Ana Younker-Zimmerman was born without arms, but that hasn't stopped her in the classroom or on the job.
Using her toes and the edges of her feet, she quickly folds and tears apart tickets for use in lesson plans, and then wraps a rubber band around them — twice.
"She does her thing so nonchalantly," said Shannon Schubert, who as a work coordinator for Focus Beyond Transition Services arranged Younker-Zimmerman's part-time job at Junior Achievement of the Upper Midwest. "If I had no arms, I'd make a production of it."
A graduate of St. Paul's Humboldt High School, Younker-Zimmerman, 19, excelled in adapted sports, as well. So when the word went out recently that the Minnesota Twins wanted an inspirational athlete to throw out the first pitch on April 26, she got the call.
The feat was made possible because the ball in adapted softball actually is a whiffle ball, which she can flick with her foot. She has pitched before, too. As for her Twins performance, she wishes she had gotten more arc on the ball. But then she was pretty nervous.
Late, too. She said that she and her boyfriend, and her parents, Sarah Zimmerman and Kelly Younker, circled Target Field 10 times before they found the correct entrance.
Her invitation to deliver the opening pitch at a Twins game was not the first time she's been recognized for her talents.

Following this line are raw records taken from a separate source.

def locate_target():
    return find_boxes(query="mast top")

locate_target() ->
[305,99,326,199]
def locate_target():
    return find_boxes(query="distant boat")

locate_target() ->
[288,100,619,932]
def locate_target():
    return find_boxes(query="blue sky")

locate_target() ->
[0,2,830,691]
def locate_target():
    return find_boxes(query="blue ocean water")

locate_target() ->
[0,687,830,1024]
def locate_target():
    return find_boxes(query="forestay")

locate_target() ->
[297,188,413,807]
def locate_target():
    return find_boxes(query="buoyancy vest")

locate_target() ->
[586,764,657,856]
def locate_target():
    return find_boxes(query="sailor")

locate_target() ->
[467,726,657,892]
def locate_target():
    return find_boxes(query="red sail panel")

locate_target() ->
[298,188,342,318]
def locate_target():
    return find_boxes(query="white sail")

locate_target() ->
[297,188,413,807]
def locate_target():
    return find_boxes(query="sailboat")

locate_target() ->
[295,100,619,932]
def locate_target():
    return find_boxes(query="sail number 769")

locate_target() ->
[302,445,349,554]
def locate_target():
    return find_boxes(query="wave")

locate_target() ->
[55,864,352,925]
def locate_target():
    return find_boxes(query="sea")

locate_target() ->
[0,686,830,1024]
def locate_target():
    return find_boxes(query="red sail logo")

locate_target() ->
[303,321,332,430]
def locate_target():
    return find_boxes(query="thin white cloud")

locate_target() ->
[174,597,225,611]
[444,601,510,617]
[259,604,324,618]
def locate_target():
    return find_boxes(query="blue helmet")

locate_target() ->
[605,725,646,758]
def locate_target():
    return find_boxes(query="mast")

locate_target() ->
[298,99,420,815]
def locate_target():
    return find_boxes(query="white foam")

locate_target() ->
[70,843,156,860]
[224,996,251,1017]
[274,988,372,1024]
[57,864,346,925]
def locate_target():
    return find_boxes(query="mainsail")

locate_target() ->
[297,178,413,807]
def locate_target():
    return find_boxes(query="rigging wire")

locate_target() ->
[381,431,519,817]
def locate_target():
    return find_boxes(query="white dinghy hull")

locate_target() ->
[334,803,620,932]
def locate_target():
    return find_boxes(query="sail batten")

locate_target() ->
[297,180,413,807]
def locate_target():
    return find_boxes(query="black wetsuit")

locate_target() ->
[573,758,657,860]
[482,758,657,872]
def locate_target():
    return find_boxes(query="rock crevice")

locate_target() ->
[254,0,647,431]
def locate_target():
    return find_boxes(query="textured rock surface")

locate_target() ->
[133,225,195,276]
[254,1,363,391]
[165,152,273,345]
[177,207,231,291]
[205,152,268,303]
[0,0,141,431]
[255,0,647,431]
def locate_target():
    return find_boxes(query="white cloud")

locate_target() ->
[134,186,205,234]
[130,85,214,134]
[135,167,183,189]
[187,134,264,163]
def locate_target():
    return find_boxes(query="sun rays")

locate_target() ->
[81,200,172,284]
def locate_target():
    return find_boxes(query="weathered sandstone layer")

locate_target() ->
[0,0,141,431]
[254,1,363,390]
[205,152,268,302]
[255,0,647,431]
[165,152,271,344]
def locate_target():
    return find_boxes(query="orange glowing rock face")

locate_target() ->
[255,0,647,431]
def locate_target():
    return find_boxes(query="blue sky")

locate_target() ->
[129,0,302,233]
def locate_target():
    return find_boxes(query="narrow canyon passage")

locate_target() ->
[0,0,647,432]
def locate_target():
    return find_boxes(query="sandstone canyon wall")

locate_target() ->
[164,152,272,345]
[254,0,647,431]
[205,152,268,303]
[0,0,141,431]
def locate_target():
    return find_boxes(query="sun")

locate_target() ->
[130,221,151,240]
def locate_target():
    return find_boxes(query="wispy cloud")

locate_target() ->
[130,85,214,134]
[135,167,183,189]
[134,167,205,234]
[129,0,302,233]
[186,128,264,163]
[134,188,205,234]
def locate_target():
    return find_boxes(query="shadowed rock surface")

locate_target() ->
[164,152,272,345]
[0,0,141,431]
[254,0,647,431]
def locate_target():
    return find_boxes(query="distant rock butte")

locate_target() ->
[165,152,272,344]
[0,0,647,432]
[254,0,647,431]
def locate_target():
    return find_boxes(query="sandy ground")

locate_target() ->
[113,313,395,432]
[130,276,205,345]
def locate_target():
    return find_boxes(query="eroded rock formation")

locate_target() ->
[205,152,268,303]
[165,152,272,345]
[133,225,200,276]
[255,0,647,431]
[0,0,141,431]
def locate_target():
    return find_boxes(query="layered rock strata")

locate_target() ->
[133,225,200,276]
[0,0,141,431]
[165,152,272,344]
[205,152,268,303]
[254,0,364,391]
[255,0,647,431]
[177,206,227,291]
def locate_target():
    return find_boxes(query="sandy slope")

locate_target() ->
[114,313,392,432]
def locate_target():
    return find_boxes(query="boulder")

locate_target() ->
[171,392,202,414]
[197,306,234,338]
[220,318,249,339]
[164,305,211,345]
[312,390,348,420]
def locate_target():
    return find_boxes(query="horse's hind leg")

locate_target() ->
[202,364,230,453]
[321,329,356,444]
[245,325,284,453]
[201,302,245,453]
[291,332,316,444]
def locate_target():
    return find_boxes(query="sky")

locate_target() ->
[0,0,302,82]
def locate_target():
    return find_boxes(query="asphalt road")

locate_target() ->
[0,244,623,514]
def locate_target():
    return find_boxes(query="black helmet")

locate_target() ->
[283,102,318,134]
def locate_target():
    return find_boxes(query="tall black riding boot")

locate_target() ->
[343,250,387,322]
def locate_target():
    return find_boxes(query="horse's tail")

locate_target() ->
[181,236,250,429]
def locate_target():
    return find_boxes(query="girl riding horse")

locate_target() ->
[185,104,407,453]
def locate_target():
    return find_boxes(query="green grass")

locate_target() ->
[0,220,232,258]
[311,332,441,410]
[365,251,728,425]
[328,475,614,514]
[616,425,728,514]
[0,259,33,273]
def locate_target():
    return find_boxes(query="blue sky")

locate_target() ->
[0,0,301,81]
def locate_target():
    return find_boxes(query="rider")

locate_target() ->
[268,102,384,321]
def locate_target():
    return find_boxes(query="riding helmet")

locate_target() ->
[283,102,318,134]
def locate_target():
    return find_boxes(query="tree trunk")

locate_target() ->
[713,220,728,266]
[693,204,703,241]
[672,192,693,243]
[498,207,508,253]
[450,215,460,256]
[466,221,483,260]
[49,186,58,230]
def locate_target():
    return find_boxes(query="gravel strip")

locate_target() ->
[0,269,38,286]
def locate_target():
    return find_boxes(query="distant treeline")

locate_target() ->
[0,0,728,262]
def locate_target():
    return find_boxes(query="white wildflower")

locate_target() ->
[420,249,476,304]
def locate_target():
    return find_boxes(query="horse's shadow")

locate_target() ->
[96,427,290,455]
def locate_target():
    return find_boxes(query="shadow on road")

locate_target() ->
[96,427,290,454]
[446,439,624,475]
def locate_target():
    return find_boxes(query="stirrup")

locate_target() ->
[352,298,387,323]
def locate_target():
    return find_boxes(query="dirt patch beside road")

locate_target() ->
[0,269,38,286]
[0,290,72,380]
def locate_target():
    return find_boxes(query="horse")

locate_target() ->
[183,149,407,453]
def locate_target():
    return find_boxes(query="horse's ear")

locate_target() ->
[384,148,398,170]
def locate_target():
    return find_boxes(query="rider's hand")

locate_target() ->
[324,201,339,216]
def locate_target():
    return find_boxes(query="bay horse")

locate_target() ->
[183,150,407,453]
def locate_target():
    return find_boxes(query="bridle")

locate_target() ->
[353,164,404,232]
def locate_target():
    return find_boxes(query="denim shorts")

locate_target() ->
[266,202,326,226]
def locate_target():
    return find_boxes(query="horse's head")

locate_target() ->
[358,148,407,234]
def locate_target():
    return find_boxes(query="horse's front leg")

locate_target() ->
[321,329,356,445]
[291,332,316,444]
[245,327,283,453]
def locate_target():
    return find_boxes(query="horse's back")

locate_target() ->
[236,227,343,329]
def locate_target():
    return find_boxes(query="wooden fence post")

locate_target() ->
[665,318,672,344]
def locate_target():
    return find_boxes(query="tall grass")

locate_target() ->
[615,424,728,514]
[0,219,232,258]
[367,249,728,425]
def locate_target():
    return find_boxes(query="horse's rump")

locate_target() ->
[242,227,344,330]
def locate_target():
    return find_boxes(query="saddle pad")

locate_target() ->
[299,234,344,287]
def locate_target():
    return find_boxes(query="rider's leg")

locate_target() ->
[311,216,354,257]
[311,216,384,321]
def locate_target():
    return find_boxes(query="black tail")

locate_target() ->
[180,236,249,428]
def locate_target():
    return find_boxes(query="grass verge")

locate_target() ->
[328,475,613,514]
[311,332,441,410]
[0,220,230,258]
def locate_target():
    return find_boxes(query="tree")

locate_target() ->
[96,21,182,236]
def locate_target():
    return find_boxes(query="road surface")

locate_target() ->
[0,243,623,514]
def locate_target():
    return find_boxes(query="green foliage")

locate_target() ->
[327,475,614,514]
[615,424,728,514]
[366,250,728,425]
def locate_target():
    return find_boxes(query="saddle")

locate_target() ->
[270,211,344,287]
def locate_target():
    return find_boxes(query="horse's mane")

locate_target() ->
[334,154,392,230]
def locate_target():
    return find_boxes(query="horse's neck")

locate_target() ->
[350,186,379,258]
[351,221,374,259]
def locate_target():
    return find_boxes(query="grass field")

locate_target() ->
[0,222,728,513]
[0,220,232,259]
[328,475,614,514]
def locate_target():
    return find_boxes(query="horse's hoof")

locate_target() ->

Last year, Younker-Zimmerman was one of 43 female athletes honored by the St. Paul Area Athena Awards — and the only one to play adapted sports. The awards are given to outstanding female high school senior student-athletes in and around St. Paul. She earned nearly a 4.0 grade-point average, she said, and when asked about her favorite subjects, replied: "History. Math. Not science."